The St. Paul Park Refinery sits right along the Mississippi River, just 10 minutes south of St. Paul on Highway 61. Crude oil arrives by train and pipeline from North Dakota and Canada, which the refinery heats and mixes with chemicals before sending back out as gasoline, diesel, propane, butane and asphalt. The plant employs 400 full-time workers, processing a little more than 100,000 barrels of crude per day.
Given its proximity to St. Paul and surrounding suburbs, union workers say a mistake at the plant could end up endangering more than a million residents.

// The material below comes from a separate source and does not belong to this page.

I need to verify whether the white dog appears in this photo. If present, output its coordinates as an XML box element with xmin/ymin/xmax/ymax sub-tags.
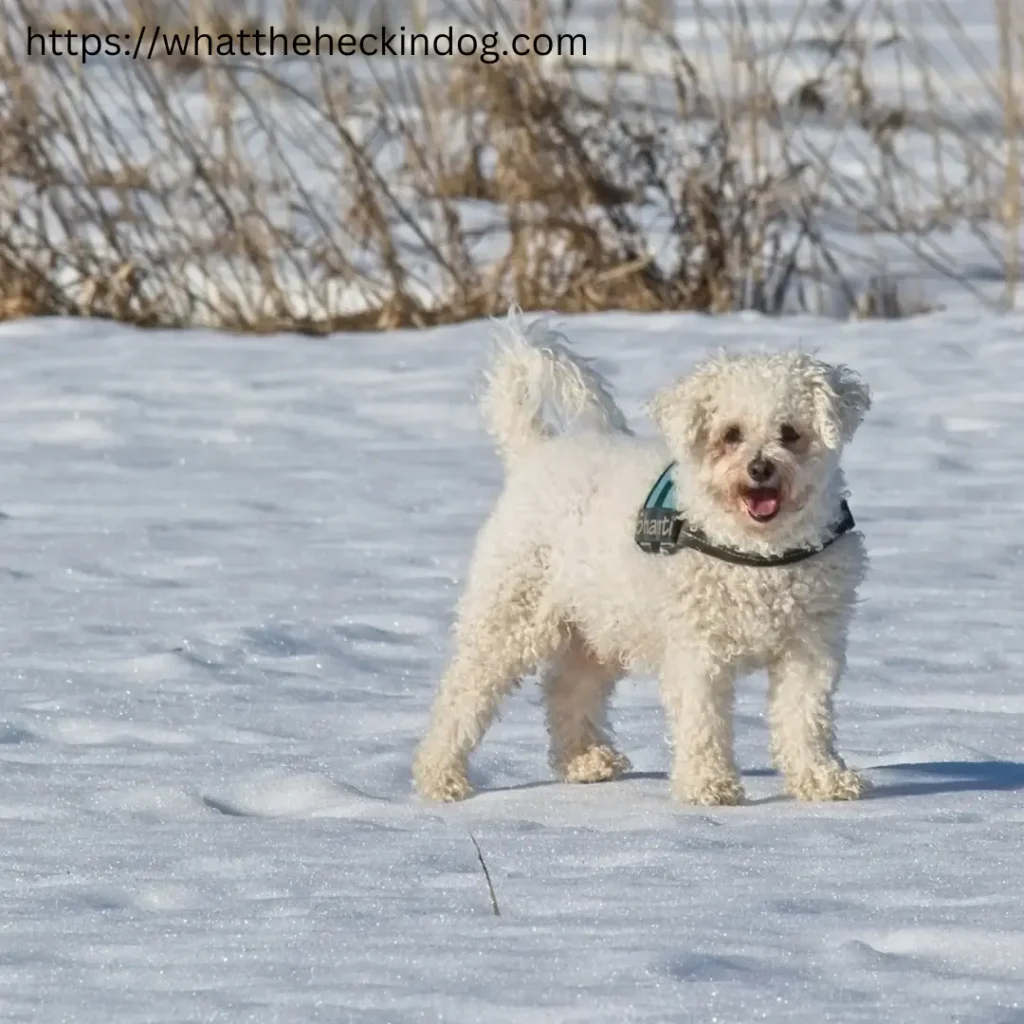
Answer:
<box><xmin>414</xmin><ymin>317</ymin><xmax>870</xmax><ymax>805</ymax></box>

In April, the Laborers Union released a report, based on dozens of interviews with workers including Foss, detailing concerns at the refinery. The Teamsters have been rallying support from politicians including Gov. Tim Walz and city leaders of St. Paul Park and Newport, who’ve criticized the lockout of workers at the plant.
(Marathon has disputed that the workers are locked out, calling it a strike.)
Workers and local leaders have also expressed concern about who’s working in refinery while the Teamsters are locked out, but Marathon says its contingency workforce is well-trained.
Foss and the Teamsters also say Marathon has begun combining jobs, making people do more work, and that the company has reduced investments in training. But the biggest, and most concerning change for Foss is in his own department.
The refinery used to have a full-time fire department with an additional nine full-time contract firefighters and 30 volunteers, but Marathon switched to an on-call firefighting system, moving some firefighters into other jobs at the plant and eliminating other positions, according to Foss.
The reason workers are so concerned, they say, is because if something goes bad, it can go really bad. The St. Paul Park refinery uses a dangerous industrial chemicals called hydrofluoric acid.
Only a small amount of the chemical can be fatal.
“It basically will eat through your skin, get into your bloodstream, and it goes and will take the calcium out of your blood, and you will no longer be here,” Foss said.
Earlier this month at another Marathon refinery in Texas, there was a small hydrofluoric acid leak that sent two workers to the hospital while residents of Texas City — a Houston suburb — were told to shelter in place.
The Husky oil refinery in Superior, Wisconsin, also uses hydrofluoric acid. An explosion there injured three dozen Husky employees and contractors and forced large sections of the city to evacuate.
The saving grace was that the asphalt fire didn’t reach the tank with hydrofluoric acid about 150 feet away. The close call prompted local lawmakers to call on both refineries in Superior and St. Paul Park to stop using hydrofluoric acid altogether.
This year, labor activists have also proposed legislation that would require that 85% of workers at Minnesota oil refineries have experience through a registered apprenticeship program. The bill was introduced in the state House and Senate but did not pass.